The Niners’ owner was yelling at them when Bill entered the locker room. Walsh immediately pulled his boss towards the head coach’s office, the first room off the corridor that led to the lockers. Bill told Eddie he couldn’t talk to the team that way, he wouldn’t allow it, and with that, the two went at it, yelling at each other at top volume. It was, one witness remembered, “fuck you this and fuck you that.” When Mike Holmgren walked in from the press box where he’d been manning the headphones, the two were in the hallway, screaming at each other with Carmen Policy wedged between them. Holmgren squeezed by as quickly as he could. Eddie finally ended the confrontation by telling Bill to have his lawyer call Eddie’s lawyer in the morning to talk about terminating his contract. Then he stomped out with his entourage in pursuit.

Decades later, when asked what provoked Eddie to this outburst, Walsh would speculate off the record that it had a lot to do with whatever DeBartolo had been drinking or snorting and he would suggest that “Eddie had probably done some pretty heavy gambling” on the game. By then, Bill had come to accept DeBartolo’s abuse—though hurtful and disturbing—as part of the price he had paid for keeping his job. At the time, however, it was devastating coming as it did on top of his own post game trauma. Bill retreated into the coach’s room to gather himself and then went out to face the press. To them he spoke bravely about the Niners still being in the Division race, just a game back of the Rams. “We’re not ready to concede anything,” he insisted.
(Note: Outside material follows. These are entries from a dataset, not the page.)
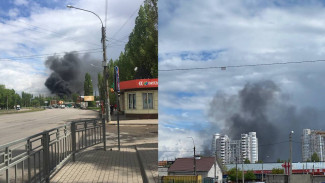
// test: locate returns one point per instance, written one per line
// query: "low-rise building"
(139, 98)
(207, 167)
(312, 141)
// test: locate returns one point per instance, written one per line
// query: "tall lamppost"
(194, 160)
(290, 164)
(104, 63)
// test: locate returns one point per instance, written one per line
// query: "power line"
(55, 34)
(50, 54)
(239, 66)
(126, 21)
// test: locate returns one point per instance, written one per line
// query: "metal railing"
(35, 158)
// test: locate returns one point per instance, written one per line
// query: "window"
(147, 100)
(132, 101)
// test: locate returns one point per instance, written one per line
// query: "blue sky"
(32, 30)
(198, 103)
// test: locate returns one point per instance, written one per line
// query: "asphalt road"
(21, 125)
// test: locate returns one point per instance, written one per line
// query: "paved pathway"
(96, 165)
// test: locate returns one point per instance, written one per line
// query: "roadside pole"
(117, 91)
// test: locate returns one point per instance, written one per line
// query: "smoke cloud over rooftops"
(263, 108)
(69, 73)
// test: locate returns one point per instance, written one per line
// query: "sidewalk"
(128, 165)
(96, 165)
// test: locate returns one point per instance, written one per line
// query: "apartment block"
(229, 151)
(312, 142)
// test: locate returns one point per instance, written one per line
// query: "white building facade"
(229, 151)
(312, 141)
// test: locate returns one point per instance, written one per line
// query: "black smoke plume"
(263, 108)
(68, 73)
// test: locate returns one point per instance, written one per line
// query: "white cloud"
(59, 30)
(13, 12)
(247, 33)
(22, 77)
(21, 2)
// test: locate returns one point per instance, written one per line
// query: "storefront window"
(132, 101)
(147, 100)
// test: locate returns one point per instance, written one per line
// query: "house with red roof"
(139, 98)
(207, 167)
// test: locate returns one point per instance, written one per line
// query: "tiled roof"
(204, 164)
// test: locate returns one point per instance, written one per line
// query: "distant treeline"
(9, 98)
(140, 57)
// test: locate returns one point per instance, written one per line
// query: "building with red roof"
(205, 166)
(139, 98)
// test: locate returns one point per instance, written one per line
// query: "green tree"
(279, 160)
(249, 175)
(247, 161)
(74, 97)
(314, 157)
(141, 51)
(277, 171)
(232, 174)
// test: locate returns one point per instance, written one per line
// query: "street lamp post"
(194, 166)
(290, 164)
(104, 63)
(263, 169)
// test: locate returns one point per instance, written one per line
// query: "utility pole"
(215, 166)
(242, 167)
(194, 160)
(104, 63)
(290, 164)
(262, 172)
(236, 170)
(105, 75)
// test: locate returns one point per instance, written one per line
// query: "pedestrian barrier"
(35, 158)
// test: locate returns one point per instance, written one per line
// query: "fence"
(35, 158)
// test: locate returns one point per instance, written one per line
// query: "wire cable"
(240, 66)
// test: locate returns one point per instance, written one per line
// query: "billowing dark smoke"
(69, 73)
(263, 108)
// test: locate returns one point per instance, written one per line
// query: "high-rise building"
(312, 141)
(220, 146)
(230, 151)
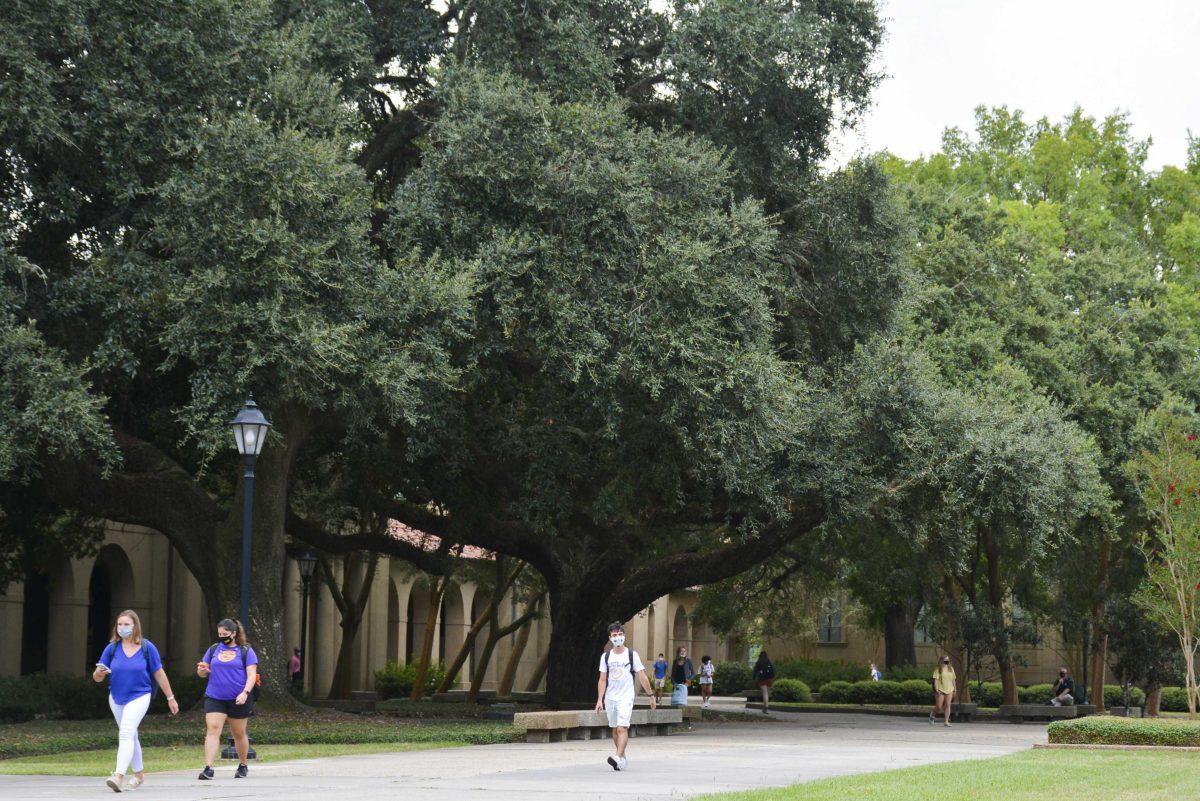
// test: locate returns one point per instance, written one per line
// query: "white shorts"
(619, 712)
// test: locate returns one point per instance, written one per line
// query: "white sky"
(946, 56)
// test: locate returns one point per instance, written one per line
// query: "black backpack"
(241, 649)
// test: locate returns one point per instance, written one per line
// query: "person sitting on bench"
(1063, 693)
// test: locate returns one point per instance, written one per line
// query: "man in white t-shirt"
(616, 690)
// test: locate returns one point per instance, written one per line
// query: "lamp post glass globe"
(250, 429)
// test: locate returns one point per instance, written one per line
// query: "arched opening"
(681, 636)
(109, 591)
(393, 654)
(451, 631)
(478, 604)
(35, 624)
(418, 614)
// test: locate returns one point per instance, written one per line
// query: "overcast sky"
(946, 56)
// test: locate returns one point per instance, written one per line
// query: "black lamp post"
(249, 431)
(307, 564)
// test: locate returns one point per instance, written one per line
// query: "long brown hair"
(239, 632)
(137, 626)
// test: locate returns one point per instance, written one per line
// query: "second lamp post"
(249, 429)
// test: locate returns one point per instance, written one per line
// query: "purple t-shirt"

“A few moments later, however,” according to a report in the Chronicle, “Walsh walked into his private dressing room, which had a glass door. Looking through the door, one could see Walsh become a tired, deflated, white-haired figure slumped in a chair, his eyes on the floor. It was as though, with his speech to the press completed, he had wandered back into that room, sat down, and hit rock bottom.” It was a long flight back to San Francisco that night. And when he was finally holed up in his office at 711 Nevada, Bill called Kristine Hanson and told her he didn’t know if he still had a job.